La complejidad del fenómeno de la evaluación se simplifica a
través de un proceso de medición de resultados mediante pruebas
(frecuentemente, de respuesta única y opción múltiple) que obliga a los
estudiantes universitarios a estudiar de manera que salgan con éxito de las
pruebas.
La manera más simple de plantear la evaluación es hacer
preguntas que permitan comprobar si han aprendido aquello que se trataba de
enseñar. Pero esta simplificación esconde preguntas de gran calado: ¿la
selección de conocimientos ha sido adecuada?; ¿la forma de trabajarlos ha
facilitado el aprendizaje?; ¿los contenidos de la evaluación son los más
relevantes?; ¿se entiende la forma de preguntar?; ¿han captado lo que se
pregunta?; ¿han contestado lo que saben?; ¿se ha valorado adecuadamente lo que
han respondido?
Una escasa preparación de los docentes en las dimensiones
didácticas de su práctica esconde la preocupación por cuestiones más complejas
y, cuando esta complejidad se descubre, existen dificultades para responden
adecuadamente a ella. Por ejemplo, la masificación de los estudiantes dificulta
un análisis de procesos. ¿Es posible hacer evaluación de progreso con más de
cien alumnos?
La preocupación por los resultados priva a la evaluación de
la mayor parte de su poder transformador. No aprenden de ella ni el sistema, ni
los profesores ni los estudiantes. Dicen Stufflembeam y Shinkfield: «El propósito más importante de la evaluación
no es demostrar, sino perfeccionar...». Pero, si sólo está atenta a los
resultados, ¿de dónde puede surgir la comprensión para el perfeccionamiento?.

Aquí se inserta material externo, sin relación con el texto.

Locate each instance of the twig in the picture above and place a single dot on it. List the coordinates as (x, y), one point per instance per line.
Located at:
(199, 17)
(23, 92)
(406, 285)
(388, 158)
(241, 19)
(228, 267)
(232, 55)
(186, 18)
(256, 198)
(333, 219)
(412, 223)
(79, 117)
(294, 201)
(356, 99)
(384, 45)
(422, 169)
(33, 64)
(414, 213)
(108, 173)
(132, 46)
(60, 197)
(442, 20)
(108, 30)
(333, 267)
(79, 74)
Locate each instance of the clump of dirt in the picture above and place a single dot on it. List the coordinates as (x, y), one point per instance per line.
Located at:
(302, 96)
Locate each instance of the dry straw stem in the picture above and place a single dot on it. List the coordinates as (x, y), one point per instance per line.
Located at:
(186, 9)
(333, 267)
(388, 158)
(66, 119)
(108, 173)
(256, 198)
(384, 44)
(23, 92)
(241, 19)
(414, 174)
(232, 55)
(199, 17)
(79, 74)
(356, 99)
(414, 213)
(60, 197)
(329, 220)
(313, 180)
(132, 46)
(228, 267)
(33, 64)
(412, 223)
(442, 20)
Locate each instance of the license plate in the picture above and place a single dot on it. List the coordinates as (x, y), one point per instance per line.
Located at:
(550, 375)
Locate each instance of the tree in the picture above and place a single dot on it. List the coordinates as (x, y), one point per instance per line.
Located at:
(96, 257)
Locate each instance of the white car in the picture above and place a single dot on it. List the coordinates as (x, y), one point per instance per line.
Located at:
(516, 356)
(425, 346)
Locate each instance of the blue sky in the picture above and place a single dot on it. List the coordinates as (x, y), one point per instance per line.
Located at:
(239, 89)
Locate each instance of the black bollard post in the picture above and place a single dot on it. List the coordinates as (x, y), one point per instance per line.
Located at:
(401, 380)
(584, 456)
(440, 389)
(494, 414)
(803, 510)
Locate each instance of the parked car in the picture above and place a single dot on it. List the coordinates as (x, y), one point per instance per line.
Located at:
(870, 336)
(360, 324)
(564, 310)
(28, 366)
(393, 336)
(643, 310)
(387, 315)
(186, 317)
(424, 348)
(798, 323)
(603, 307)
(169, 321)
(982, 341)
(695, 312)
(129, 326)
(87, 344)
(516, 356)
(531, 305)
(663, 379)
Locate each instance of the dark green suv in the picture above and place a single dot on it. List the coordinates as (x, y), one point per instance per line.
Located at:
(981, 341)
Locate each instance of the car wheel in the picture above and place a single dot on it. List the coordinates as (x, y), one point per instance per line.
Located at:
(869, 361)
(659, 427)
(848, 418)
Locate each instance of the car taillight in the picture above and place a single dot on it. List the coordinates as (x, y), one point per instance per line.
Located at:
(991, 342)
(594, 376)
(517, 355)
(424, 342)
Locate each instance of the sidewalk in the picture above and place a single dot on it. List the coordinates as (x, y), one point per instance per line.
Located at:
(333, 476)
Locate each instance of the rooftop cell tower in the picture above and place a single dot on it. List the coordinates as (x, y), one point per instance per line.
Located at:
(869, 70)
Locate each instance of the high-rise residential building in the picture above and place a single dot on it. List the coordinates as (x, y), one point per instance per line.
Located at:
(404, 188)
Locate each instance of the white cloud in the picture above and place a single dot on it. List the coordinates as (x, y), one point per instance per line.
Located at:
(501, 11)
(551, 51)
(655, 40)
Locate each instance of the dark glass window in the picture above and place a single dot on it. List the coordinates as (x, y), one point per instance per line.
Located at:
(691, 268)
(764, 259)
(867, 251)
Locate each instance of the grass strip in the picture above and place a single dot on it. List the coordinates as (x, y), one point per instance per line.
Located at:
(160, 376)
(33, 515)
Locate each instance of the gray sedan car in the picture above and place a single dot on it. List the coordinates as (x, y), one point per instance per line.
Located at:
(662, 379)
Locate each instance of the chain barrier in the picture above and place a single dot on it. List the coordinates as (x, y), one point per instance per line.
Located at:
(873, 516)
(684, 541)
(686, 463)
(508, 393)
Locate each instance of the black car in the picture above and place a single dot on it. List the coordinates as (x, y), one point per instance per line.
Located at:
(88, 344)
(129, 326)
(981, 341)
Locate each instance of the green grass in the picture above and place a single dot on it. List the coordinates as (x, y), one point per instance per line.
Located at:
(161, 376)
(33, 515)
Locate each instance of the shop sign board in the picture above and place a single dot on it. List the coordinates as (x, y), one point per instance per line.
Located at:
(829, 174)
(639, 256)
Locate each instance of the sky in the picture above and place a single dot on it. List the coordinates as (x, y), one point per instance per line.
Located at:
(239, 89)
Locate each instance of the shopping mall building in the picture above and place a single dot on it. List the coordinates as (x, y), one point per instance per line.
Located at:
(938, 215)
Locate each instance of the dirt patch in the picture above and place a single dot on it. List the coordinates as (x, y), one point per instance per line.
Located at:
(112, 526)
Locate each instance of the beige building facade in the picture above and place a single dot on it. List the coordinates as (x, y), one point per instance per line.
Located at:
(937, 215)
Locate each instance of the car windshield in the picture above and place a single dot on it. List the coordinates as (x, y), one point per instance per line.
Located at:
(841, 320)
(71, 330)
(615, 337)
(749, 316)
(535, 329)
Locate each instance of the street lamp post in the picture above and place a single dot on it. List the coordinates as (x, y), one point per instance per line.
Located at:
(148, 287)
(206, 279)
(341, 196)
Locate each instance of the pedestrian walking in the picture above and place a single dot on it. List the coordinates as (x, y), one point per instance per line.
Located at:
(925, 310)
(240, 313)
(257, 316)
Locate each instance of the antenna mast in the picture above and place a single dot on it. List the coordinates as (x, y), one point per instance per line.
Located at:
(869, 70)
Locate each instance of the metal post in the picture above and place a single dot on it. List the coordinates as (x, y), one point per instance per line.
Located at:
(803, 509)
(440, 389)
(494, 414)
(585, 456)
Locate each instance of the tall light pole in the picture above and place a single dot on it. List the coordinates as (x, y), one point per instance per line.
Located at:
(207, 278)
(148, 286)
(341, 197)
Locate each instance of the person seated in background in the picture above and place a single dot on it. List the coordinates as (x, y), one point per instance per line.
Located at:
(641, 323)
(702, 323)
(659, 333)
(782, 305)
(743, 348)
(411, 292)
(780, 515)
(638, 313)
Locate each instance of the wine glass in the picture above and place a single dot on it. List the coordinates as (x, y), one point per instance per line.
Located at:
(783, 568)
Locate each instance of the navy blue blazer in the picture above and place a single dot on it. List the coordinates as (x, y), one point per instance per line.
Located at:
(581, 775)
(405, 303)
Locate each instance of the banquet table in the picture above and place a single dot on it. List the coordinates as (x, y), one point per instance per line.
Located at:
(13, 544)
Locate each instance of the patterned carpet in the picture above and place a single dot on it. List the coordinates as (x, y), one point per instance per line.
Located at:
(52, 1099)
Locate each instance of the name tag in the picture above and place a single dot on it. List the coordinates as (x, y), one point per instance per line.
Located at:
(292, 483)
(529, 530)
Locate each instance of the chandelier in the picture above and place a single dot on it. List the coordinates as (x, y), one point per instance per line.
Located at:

La cultura neoliberal y algunas de las corrientes que nos
están invadiendo (la calidad total es un ejemplo clamoroso) acentúan el interés
por la eficacia de los resultados. La obsesión por la eficacia mata
preocupaciones elementales: ¿disfrutan aprendiendo?; ¿les sirve para algo lo
que estudian?; ¿acaban aborreciendo el aprendizaje?; ¿aprenden a estudiar por
sí mismos?; ¿es justa y respetuosa la forma de relacionarse?; ¿se utiliza la
evaluación como amenaza y control?; ¿si no hubiera calificaciones estarían
aprendiendo con nosotros?; ¿utilizan el conocimiento de manera ética?; ¿se pone
el saber al servicio de valores?
Esa obsesión por la eficacia manifestada en los resultados
da lugar a unas comparaciones entre Universidades, entre facultades, entre
cursos, hartamente discutibles. Si no se parte de las mismas condiciones, si no
se dispone de los mismos medios, si no se utilizan criterios adaptables y contrastados
de evaluación,
¿cómo comparar lo incomparable?
Esa comparación no es inocente, sino perversa. En el fondo
tiende (y muchas veces consigue) a favorecer a las instituciones y a las
personas más beneficiadas por la cultura, el dinero o el prestigio social. De
esa forma, la evaluación se convierte en un instrumento de perpetuación y
acentuación de las diferencias y de la injusticia.
Paradoja
Aunque en el proceso
de enseñanza/aprendizaje intervienen diversos estamentos y personas, el único
sujeto evaluable del sistema universitario es el alumno.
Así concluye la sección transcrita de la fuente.